Mountain Valley of Cascadia saw changes in both their operational efficiencies and measures of certain clinical outcomes due in large part to changes they made during their quality journey. In 2018, Mountain Valley became a certified behavioral unit. To ensure successful outcomes for their residents, the center needed a psychiatrist to support them. Given its rural location and the fact that Mountain Valley did not have a psychiatrist on staff, their best option was to hire a doctor who lived in Boise, an 8-hour drive from Kellogg.

Using the tools the center learned by going through the Quality Award application process, Mountain Valley submitted grant applications and ultimately received around $70,000 in grants. These funds were used to invest in a telehealth system to enable their psychiatrist to work directly with individuals with no geographic limitations. The center again leaned on an iterative process for rolling out its all-new telehealth system, assessing its effectiveness for residents and staff, and developing policies and procedures, such as cleaning protocols, to ensure its success.

“We were one of the first buildings to implement telehealth care,” said Kulin. “As a result, when the pandemic hit, we were miles ahead of everyone else. It was great proof that what we learned going through the Baldrige framework continues to help us improve.”

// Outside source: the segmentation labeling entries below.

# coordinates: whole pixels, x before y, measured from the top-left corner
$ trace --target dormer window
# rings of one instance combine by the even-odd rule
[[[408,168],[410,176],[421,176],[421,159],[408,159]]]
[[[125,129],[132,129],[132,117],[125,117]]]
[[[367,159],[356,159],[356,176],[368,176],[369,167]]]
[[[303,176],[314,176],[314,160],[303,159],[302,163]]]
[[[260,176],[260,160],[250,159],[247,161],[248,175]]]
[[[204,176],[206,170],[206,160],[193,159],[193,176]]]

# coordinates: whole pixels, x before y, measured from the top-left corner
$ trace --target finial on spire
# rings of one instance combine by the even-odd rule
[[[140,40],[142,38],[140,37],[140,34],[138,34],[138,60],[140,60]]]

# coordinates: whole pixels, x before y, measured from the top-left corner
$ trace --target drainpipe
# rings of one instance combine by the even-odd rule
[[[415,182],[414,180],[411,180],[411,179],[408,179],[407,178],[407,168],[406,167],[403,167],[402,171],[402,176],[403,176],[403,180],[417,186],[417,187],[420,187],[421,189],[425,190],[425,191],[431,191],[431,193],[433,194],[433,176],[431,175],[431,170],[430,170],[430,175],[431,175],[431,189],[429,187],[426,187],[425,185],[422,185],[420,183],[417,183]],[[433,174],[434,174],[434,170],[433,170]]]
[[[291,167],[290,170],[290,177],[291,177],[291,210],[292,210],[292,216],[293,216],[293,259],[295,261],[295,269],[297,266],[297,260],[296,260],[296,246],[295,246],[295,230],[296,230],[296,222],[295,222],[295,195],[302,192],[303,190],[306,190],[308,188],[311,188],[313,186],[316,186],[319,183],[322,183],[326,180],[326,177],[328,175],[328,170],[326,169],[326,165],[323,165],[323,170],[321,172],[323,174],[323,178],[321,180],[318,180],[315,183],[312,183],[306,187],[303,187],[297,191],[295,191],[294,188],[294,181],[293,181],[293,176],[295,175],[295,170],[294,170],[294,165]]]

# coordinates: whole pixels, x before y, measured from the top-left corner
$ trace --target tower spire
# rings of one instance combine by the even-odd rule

The pandemic provided an unparalleled backdrop against which many centers felt the efficacy—or lack thereof—of their ability to implement changes. At Mountain Valley, in addition to providing telehealth services, the center quickly adapted their existing infection control procedures to account for additional requirements to prevent the spread of COVID-19. “We adapted quickly to using our cell phones to text one another to eliminate common surfaces,” Kulin said. “We got sanitizing boxes to clean our devices, and we communicated the constant changes with the team using a private Facebook group, a platform we knew many of our staff were already using. We always had infection control in our center, but we quickly took it to the next level with success due, in part, to our familiarity with how to implement new changes as a result of the Quality Award journey.”

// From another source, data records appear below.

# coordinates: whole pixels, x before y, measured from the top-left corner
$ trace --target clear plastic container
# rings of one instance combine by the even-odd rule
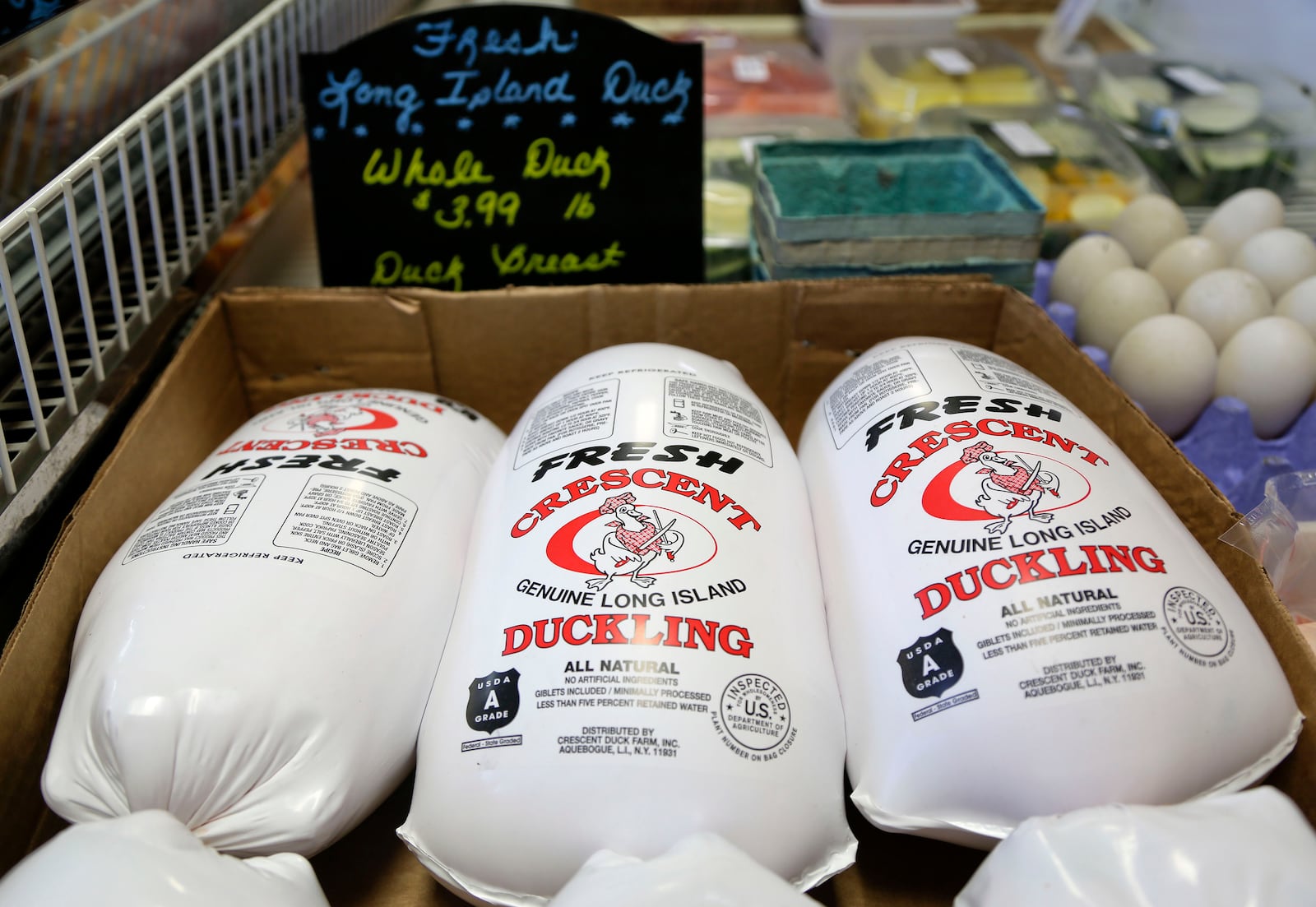
[[[705,41],[704,115],[840,117],[822,61],[790,41]]]
[[[871,45],[849,79],[851,113],[869,138],[911,136],[919,116],[934,107],[1025,107],[1051,97],[1046,78],[995,39]]]
[[[1288,195],[1316,147],[1311,99],[1262,66],[1104,54],[1070,82],[1180,205],[1258,186]]]
[[[1042,257],[1104,230],[1144,192],[1159,191],[1133,150],[1076,107],[958,107],[925,111],[920,136],[978,136],[1046,207]]]
[[[809,39],[832,72],[850,68],[873,42],[949,41],[975,0],[801,0]]]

When Mountain Valley completed its state and federal infection control survey, the center ended up citation free.

“I have a hard time delineating between quality care, the quality award journey, our application responses to program criteria, and what we’ve instilled as part of the DNA of Mountain Valley,” said Butler. “It’s hard to determine where one component stops and the other one starts. It’s all so fluid and part of who we were and what the center continues to be.”

Encouraging centers to continuously improve goes beyond an award. It speaks to the core values of providing quality care to the people who need it most.